On the other hand, staying private can realize exceptional value too. Had Nimbus gone IPO six months before the Gilead deal, in those heady days of 2015, perhaps our market cap could have been $400m (taking a generous 90th %ile IPO at the time) at the point where Gilead wanted to buy. An acquisition at that point would be for the whole company, and given the fact that our market cap was a known public quantity, the chances are, our board would have had to seriously consider an offer lower than $1.2b for the whole company. Staying private allowed a much more focused discussion on future potential and reasons to sell / pass, and likely resulted in (much) better returns.

For now, it looks like Tesla will remain a public company and the thought of going private faded in but a few short weeks.
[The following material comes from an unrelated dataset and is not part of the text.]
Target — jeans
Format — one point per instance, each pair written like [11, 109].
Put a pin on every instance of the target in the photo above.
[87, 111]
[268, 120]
In Mr. Musk’s case, there were numerous factors derailing the billionaire, including the fact that the investors willing to take private shares included competitors and a concern by the bond holders in a “private Tesla’s” ability to service that debt (summarized here).

So, will Nimbus ever go public? Maybe. Rest assured, if we ever do, we’ll have carefully thought through the options, trade-offs, and limitations of that strategy, and proved to ourselves and our investors that the NASDAQ Board selfie is worth the trouble.

 

Big thanks to the many mentors, friends, and members of the Nimbus family who have contributed all of the wisdom behind this blog.